Прожив с Литом двадцать лет, Рааз полюбил его как родного. Но с того самого дня, когда сын признался, что он гибрид, в голове Рааза поселилось сомнение, и оно не давало покоя.

Он устал сомневаться в отцовстве, в верности Элины… и в себе.

— Проблема в том, что я не воспитывал Лита. Его вообще никто не воспитывал. Он сам себя вырастил. — Как только Рааз произнёс это вслух, слова хлынули из него, словно прорвавшаяся плотина.

— Долгое время я считал себя никчёмным отцом. Каждый раз, когда я нуждался в сыне, он был рядом. А когда помощь требовалась ему — я был бесполезен. Я не мог понять, как ребёнок может быть таким взрослым… а теперь, когда, как мне кажется, я знаю ответ — я думаю только об этом.

— Хорошо. Но не говори потом, что я тебя не предупреждал. — Легайн положил руку на его плечо и активировал Зрение Души.

С этим мистическим чувством Лит предстал таким, каким должен быть.

Самим собой.

Хотя в реальности он всё ещё находился в форме Мерзости, Зрение Души показывало его идеальным Тиаматом. Он держал малышку, и на его лице не было ни следа злобы или крови.

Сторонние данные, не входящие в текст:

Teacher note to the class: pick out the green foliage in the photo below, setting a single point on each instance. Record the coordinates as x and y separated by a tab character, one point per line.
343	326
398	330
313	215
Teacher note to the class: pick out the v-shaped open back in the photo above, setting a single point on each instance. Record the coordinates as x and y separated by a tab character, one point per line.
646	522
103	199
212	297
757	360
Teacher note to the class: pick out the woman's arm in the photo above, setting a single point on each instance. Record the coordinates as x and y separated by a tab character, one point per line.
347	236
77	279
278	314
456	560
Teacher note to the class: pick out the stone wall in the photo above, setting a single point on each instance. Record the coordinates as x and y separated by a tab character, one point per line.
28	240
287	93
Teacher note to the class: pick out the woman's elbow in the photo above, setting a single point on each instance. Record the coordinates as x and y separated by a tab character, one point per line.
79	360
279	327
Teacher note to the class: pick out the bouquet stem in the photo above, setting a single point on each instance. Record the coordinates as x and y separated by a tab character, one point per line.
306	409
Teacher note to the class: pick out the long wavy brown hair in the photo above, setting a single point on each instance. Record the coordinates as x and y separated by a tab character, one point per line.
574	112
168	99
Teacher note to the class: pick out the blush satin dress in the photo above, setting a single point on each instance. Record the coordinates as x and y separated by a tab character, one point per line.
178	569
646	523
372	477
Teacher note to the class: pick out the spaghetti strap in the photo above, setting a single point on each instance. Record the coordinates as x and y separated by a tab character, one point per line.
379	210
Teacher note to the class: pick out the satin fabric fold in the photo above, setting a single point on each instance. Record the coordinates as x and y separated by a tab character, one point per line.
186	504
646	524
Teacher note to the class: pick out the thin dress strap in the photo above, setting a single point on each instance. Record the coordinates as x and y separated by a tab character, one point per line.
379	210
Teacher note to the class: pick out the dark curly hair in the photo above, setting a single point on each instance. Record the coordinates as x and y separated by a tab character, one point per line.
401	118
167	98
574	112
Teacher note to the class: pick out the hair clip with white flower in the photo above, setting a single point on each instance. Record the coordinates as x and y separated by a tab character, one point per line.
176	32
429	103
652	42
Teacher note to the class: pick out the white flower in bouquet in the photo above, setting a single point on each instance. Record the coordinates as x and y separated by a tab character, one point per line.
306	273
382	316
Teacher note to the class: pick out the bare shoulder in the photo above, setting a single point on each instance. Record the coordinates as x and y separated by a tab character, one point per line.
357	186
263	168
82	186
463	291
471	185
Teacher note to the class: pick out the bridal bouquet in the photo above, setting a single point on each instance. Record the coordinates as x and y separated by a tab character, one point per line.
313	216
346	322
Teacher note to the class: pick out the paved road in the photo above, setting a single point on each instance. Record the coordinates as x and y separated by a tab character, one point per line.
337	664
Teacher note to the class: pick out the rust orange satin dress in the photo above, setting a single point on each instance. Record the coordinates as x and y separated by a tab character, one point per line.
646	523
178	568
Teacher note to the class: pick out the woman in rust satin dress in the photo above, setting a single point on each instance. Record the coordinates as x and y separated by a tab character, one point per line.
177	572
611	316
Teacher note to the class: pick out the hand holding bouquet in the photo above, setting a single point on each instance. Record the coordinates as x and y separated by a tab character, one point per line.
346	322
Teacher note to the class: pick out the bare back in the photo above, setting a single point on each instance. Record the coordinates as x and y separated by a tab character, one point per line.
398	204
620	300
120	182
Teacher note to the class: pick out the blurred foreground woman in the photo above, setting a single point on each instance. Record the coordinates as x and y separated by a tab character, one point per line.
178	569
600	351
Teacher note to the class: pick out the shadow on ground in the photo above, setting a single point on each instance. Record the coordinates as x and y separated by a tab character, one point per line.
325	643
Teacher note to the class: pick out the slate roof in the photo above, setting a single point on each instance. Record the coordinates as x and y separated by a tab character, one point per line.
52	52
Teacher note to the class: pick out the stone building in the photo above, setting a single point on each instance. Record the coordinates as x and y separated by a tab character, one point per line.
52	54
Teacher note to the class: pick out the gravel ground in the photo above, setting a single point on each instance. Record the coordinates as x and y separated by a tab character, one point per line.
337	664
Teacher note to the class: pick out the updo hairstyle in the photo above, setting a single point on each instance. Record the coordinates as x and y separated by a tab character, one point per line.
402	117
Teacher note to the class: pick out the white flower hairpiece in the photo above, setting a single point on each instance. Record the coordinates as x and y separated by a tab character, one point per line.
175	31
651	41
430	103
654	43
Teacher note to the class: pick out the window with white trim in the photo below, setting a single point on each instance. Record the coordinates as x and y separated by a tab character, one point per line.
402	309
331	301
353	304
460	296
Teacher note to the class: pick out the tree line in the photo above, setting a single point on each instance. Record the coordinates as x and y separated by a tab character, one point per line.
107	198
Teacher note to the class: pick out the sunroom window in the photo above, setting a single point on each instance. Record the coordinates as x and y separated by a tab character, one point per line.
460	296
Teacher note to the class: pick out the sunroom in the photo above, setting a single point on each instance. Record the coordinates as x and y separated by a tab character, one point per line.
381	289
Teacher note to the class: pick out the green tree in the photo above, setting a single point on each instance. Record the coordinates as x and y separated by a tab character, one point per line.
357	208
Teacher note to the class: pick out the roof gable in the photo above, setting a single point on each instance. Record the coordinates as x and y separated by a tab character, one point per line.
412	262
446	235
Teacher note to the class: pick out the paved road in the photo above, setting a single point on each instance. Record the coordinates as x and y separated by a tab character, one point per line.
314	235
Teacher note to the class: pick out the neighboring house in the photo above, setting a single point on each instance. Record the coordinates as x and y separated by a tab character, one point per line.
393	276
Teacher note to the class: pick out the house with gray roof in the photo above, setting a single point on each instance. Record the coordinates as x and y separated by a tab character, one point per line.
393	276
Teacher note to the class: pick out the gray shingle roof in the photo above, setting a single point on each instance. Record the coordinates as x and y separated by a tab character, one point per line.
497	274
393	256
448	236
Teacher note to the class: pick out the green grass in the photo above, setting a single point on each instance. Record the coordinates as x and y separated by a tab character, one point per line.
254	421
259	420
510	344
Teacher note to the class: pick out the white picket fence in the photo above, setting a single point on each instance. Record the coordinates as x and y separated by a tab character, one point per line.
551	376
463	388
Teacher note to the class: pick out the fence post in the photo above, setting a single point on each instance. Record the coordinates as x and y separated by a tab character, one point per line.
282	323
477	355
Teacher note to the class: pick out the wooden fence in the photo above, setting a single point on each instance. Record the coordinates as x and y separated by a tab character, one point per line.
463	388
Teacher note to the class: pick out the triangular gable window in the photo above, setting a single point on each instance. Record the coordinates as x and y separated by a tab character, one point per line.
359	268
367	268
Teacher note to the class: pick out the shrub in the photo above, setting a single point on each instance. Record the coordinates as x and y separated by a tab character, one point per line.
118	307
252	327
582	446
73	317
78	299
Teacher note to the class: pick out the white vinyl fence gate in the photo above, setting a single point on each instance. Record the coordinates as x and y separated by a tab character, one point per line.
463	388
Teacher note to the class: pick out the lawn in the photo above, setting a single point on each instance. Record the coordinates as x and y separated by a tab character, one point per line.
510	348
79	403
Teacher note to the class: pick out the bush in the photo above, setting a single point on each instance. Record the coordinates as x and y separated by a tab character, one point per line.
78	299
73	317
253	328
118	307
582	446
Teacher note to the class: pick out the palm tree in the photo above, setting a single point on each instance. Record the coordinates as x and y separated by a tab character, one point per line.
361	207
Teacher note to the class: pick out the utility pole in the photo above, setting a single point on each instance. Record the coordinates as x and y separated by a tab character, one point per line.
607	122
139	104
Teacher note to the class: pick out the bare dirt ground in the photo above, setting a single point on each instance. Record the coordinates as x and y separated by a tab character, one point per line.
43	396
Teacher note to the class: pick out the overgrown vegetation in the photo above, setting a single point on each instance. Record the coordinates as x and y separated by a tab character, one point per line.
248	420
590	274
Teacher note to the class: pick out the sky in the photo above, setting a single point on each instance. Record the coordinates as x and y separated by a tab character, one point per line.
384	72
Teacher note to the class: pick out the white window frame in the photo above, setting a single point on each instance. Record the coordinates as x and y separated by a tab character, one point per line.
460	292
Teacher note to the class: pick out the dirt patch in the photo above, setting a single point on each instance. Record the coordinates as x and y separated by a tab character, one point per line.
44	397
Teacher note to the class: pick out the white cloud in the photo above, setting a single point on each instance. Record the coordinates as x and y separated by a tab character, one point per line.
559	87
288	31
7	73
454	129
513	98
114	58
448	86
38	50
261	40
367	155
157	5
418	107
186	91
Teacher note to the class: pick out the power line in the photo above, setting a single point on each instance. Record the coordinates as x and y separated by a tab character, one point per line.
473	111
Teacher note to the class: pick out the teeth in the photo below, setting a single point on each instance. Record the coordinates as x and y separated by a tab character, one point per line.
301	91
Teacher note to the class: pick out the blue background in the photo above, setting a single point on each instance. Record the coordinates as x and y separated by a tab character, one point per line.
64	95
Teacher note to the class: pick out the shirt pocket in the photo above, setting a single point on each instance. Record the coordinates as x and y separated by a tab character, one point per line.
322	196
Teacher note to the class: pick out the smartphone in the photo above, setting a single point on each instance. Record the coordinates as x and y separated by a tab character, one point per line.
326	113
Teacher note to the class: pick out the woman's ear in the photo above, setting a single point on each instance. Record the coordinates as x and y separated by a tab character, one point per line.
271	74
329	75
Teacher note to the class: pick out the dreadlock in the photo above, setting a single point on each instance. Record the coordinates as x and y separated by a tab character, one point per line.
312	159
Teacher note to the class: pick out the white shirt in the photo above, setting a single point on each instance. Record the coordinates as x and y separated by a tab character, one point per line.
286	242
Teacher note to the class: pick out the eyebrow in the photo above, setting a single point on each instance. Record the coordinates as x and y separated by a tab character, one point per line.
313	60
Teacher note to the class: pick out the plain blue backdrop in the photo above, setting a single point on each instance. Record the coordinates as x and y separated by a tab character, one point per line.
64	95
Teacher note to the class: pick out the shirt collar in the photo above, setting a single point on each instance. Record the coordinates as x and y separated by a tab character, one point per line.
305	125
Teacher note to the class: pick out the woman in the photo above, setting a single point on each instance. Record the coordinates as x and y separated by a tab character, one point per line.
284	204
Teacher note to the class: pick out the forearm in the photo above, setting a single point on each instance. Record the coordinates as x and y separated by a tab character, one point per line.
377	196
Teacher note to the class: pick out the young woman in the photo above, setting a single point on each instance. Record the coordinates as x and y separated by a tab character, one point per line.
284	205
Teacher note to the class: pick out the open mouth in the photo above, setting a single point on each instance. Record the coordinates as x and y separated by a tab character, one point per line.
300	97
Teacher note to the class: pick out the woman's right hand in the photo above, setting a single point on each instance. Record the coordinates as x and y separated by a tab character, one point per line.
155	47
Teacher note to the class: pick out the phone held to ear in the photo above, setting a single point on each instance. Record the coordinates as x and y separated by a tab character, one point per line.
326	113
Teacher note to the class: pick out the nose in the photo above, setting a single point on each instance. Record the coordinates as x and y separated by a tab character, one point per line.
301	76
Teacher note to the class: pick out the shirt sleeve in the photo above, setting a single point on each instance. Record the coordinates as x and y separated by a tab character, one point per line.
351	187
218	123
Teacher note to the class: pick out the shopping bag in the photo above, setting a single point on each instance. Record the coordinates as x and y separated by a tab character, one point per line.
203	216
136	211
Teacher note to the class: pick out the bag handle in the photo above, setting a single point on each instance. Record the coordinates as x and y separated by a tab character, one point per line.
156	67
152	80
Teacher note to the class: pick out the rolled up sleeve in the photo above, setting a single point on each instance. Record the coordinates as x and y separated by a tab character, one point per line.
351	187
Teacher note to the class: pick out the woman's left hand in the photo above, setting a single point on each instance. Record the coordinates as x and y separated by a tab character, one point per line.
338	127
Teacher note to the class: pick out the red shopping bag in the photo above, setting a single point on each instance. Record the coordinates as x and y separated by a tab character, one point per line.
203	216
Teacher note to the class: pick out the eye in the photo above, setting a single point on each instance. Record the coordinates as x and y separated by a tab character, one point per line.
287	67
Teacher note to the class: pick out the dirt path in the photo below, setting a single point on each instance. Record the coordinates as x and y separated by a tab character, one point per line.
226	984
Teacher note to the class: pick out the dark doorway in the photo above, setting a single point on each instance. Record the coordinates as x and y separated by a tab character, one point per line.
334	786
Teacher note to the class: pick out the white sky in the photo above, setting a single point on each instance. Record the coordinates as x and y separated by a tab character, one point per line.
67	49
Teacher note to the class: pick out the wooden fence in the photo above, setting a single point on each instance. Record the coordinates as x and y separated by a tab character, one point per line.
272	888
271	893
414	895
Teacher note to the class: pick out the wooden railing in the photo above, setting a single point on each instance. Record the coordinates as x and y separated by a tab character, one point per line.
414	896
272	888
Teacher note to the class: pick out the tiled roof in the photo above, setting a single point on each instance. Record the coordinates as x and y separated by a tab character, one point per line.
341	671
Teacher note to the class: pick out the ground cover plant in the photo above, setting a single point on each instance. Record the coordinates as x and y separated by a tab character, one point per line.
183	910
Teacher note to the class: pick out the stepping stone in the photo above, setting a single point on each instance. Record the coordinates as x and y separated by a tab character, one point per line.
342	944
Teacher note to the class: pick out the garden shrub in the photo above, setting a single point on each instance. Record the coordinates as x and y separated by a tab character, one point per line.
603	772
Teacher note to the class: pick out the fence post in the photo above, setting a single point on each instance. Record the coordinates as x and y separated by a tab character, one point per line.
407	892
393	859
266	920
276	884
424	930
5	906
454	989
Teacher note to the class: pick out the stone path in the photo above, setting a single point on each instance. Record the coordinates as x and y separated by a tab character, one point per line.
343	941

Это было существо в мире с собой, укрывающее Элизию руками и крыльями, чтобы согреть и защитить.

И всё же была одна особенность: маленькое голубое пламя окутывало Лита, просачиваясь между чёрной чешуёй.

Затем Хранитель активировал Глаза Легайна и дал Раазу возможность видеть ими. Образ Тиамата разделился на три части: человек, Мерзость и Дракон Пустопёрый.

Каждая форма разложилась на более мелкие фрагменты, начиная регрессировать: взрослый стал подростком, подросток — ребёнком, ребёнок — младенцем, пока не исчез вовсе.

Рааз уже хотел что-то сказать, когда три формы снова слились… и затем разделились вновь.

Теперь он видел двух младенцев — по одному в каждом глазу. Сначала ему показалось, что это один и тот же ребёнок: движения совпадали, различий не было.

Но один из младенцев плакал и тянулся за вниманием, а другой просто спал. Левый вёл себя, как все дети, которых Рааз встречал в жизни. Правый же был Литом.


И вдруг с правого младенца вспыхнуло синее пламя. Сильнее и выше, чем когда-либо прежде — даже сильнее, чем в день, когда Легайн натравил Лита на убийц из Веренди.